Por isso é que essas questões não são objeto de análise das Cortes de Julgamento Administrativo, como já bem decidido pelo Conselho de Recursos Fiscais, em apreço à observância do que dispõe o artigo 55 e 72-A da Lei n. º 10.094/2013 e do parágrafo único do artigo 1º da Portaria n. º 075/2017:

 

Art. 55. Não se inclui na competência dos órgãos julgadores:

I - a declaração de inconstitucionalidade;

II - a aplicação de equidade.

 

Art. 72-A. No julgamento do processo administrativo tributário é vedado afastar a aplicação de lei sob alegação de inconstitucionalidade, ressalvadas as hipóteses em que a inconstitucionalidade tenha sido proclamada:

I - em ação direta de inconstitucionalidade;

II - por decisão definitiva do Supremo Tribunal Federal, em via incidental, desde que o Senado Federal tenha suspendido a execução do ato normativo.

 

Art. 1º O Conselho de Recursos Fiscais - CRF, a que se refere o art. 142 da Lei n° 10.094, de 27 de setembro de 2013, órgão vinculado à Secretaria de Estado da Receita - SER, a quem compete, em segunda instância administrativa, julgar os recursos interpostos contra decisões proferidas em processos administrativos tributários contenciosos ou de consultas, é o órgão colegiado da Justiça Fiscal Administrativa, com autonomia funcional, sede na Capital e alçada em todo território do Estado, representado, paritariamente, pelas entidades e pela Fazenda Estadual.

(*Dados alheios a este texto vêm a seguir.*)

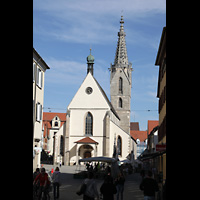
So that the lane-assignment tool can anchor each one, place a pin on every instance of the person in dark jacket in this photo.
(108, 189)
(119, 181)
(149, 186)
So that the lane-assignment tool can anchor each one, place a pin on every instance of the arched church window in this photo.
(89, 124)
(120, 103)
(120, 85)
(119, 145)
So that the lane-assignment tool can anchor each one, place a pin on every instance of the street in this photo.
(70, 185)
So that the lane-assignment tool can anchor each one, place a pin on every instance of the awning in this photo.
(98, 159)
(86, 140)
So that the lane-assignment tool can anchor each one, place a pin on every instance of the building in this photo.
(95, 125)
(161, 94)
(39, 68)
(53, 139)
(141, 137)
(121, 81)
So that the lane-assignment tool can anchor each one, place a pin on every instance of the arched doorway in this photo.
(87, 154)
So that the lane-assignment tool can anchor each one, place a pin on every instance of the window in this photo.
(39, 112)
(120, 85)
(61, 146)
(34, 67)
(120, 102)
(119, 145)
(39, 77)
(89, 124)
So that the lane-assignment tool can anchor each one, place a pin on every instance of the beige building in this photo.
(161, 94)
(39, 68)
(93, 126)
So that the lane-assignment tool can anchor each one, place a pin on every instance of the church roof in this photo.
(141, 135)
(87, 140)
(121, 52)
(105, 96)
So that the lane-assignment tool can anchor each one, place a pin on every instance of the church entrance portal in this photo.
(87, 154)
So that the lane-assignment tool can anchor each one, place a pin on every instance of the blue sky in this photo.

Parágrafo único. É vedado ao Conselho de Recursos Fiscais deixar de aplicar ato normativo, ainda que sob alegação de sua ilegalidade ou inconstitucionalidade.

 

Aliás, a esse respeito, o STF já se posicionou, reconhecendo a legalidade da multa aplicada no patamar de 100%, o que põe abaixo qualquer tentativa de classificar como confiscatória a penalidade agravada naquele percentual:

 

De acordo com o STF, “a abusividade da multa punitiva apenas se revela naquelas arbitradas acima do montante de 100% (cem por cento) do valor do tributo” (AI 851.038 AgR, Rel. Min. Roberto Barroso, j. 10-2-2015, 1ª T, DJE de 12-3-2015).

 

Por todo o exposto,

 

V O T O - pelo recebimento do recurso voluntário, por regular e tempestivo, e, no mérito, pelo seu desprovimento, para manter a sentença prolatada na primeira instância, que julgou procedente o Auto de Infração de Estabelecimento nº 93300008.09.00000818/2016-35, lavrado em 3/6/2016, em desfavor da empresa COMPANHIA BRASILEIRA DE DISTRIBUIÇÃO, inscrição estadual n° 16.001.464-6, devidamente qualificada nos autos, impondo o ônus decorrente desta ação fiscal, condenando-a ao pagamento do crédito tributário no valor de R$ 199.772,52 (cento e noventa e nove mil, setecentos e setenta e dois reais e cinquenta e dois centavos), sendo R$ 79.908,99 (setenta e nove mil, novecentos e oito reais e noventa e nove centavos), referentes ao ICMS, por infringência aos art. 158, I; art. 160, I; c/ fulcro no art. 646, todos do RICMS/PB, aprovado pelo decreto 18.930/97, e mais R$ 79.908,99 (setenta e nove mil, novecentos e oito reais e noventa e nove centavos), relativos à multa prevista no art. 82, V, “f” da Lei 6.379/96 alterada pela Lei 10.008/2013, assim como R$ 39.954,54 (trinta e nove mil, novecentos e cinquenta e quatro reais e cinquenta e quatro centavos) decorrentes da aplicação da multa recidiva.

 

 

Primeira Câmara de Julgamento, Sala das Sessões, Pres. Gildemar Pereira de Macedo, em 30 de abril de 2019.

 

                                                                                                                                           ANISIO DE CARVALHO COSTA NETO
                                                                                                                                                          Conselheiro Relator 

Este texto não substitui o publicado oficialmente.